Jobs on a Supercomputer with Slurm
Plafrim supercomputer allows users to get a specific account to run their gitlab-ci jobs. Explanation here: https://plafrim-users.gitlabpages.inria.fr/doc/#gitlab-ci.
Runner installation on the supercomputer
Let's consider we got a Plafrim account "gitlab-gitlabci-gallery" specific for this project. First register the runner to be used on the supercomputer
ssh gitlab-gitlabci-gallery@plafrim
# gitlab-runner executable is already installed on plafrim
module add tools/gitlab-runner/14.7.0
# register the runner
gitlab-runner register
# register your specific runner with the appropriate information, see https://docs.gitlab.com/runner/register/#linux
# Example:
# instance URL: https://gitlab.inria.fr/,
# registration token: GR13489413XJvSphSc7fb2N2pgt4y,
# description: devel01.plafrim.cluster,
# tags: plafrim,
# executor: shell
Setup the URL and the token found in the gitlab web interface (Settings -> CI/CD -> Runners -> Specific runners -> Set up a specific runner manually). Setup tags such: the project name, guix, plafrim, shell, etc. Set shell as executor.

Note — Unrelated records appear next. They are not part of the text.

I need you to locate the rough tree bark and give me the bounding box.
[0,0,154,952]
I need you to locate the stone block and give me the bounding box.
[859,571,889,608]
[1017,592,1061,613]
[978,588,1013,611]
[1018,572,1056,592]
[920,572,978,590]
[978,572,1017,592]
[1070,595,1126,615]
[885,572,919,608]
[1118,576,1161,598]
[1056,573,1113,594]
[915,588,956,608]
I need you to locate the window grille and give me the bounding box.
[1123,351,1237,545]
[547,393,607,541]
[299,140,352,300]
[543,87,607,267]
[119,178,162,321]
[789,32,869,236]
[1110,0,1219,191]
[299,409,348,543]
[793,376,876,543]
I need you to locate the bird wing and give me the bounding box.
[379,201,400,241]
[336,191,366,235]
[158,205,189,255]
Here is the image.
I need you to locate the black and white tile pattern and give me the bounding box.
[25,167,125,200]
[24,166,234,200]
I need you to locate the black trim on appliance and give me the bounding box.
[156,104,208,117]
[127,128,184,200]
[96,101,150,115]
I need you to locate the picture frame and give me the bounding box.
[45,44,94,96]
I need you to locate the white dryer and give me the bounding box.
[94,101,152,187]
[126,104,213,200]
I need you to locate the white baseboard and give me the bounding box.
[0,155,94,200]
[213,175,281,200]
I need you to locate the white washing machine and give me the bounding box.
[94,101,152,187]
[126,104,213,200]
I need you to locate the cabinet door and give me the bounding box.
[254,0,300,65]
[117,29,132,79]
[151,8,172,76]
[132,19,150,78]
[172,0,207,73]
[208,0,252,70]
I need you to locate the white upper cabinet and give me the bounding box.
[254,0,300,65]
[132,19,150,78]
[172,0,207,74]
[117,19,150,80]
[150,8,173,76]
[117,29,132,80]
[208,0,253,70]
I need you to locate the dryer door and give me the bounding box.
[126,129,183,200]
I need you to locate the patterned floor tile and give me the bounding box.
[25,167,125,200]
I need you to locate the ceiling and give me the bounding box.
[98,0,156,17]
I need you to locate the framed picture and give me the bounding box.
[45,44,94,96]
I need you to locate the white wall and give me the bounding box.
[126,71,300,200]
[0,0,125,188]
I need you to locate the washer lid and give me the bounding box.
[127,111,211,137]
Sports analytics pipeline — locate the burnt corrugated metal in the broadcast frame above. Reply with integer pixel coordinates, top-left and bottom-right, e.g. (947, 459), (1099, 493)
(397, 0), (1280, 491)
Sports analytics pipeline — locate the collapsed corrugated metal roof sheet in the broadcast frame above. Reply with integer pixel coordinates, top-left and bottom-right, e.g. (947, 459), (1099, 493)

Increase the default number of jobs which can run concurently, edit the file
~/.gitlab-runner/config.toml
and change the value of concurrent, e.g.
concurrent = 10.
Then launch gitlab-runner in user mode to allow your runner waiting for new jobs triggered by Gitlab
ssh gitlab-gitlabci-gallery@plafrim
tmux
module add tools/gitlab-runner/14.7.0 tools/git/2.36.0 tools/gitlab-ci
gitlab-runner run &
# or use the available script on plafrim: gitlab-runner-keep-alive
# detach from the tmux shell: ctrl+b, d
# you can re-attach to it with: tmux attach
The runner should appear in your Gitlab's project in Settings -> CI/CD -> Runners -> Available specific runners.
Source code
The gitlab-ci jobs are defined in .gitlab-ci.yml
, see the results on the
CI/CD ->
Pipelines
page (remember to enable the CI/CD feature in Settings -> General -> Visibility,
project features, permissions).
Two jobs are defined with a parallel matrix, see this example:
- one using
salloc
, - and another one using
sbatch
.
sbatch
job submission is asynchronous, in the sense that it returns
immediately without waiting for the job completion, see this
discussion.
The two jobs perform the same thing, a "pingpong" test from the Intel MPI
benchmarks package, see the command
mpiexec IMB-MPI1 PingPong
.
The pipeline is triggered following the rule
schedule so that it is
not executed each time a branch is updated but only once a day at a fixed time.
Notice that the date, time, repetition can be configured differently see
cron. It can also be launched manually if
your clic on the Play button in the schedule
panel.
The Slurm's job queue may be busy and the job can take time to start.
Hence, we use a timeout
of 24h for the gitlab-ci job since it is triggered every 24 hours.
The kind of node (i.e. here a slurm parameter see the --constraint
flag) to
use is choosen thanks to a CI/CD
variable, arbitrarily named
CONS
, defined in the schedule panel (default is "bora").
Notice the software environment is GNU Guix but one can install programs manually in the "gitlab-gitlabci-gallery" account home directory.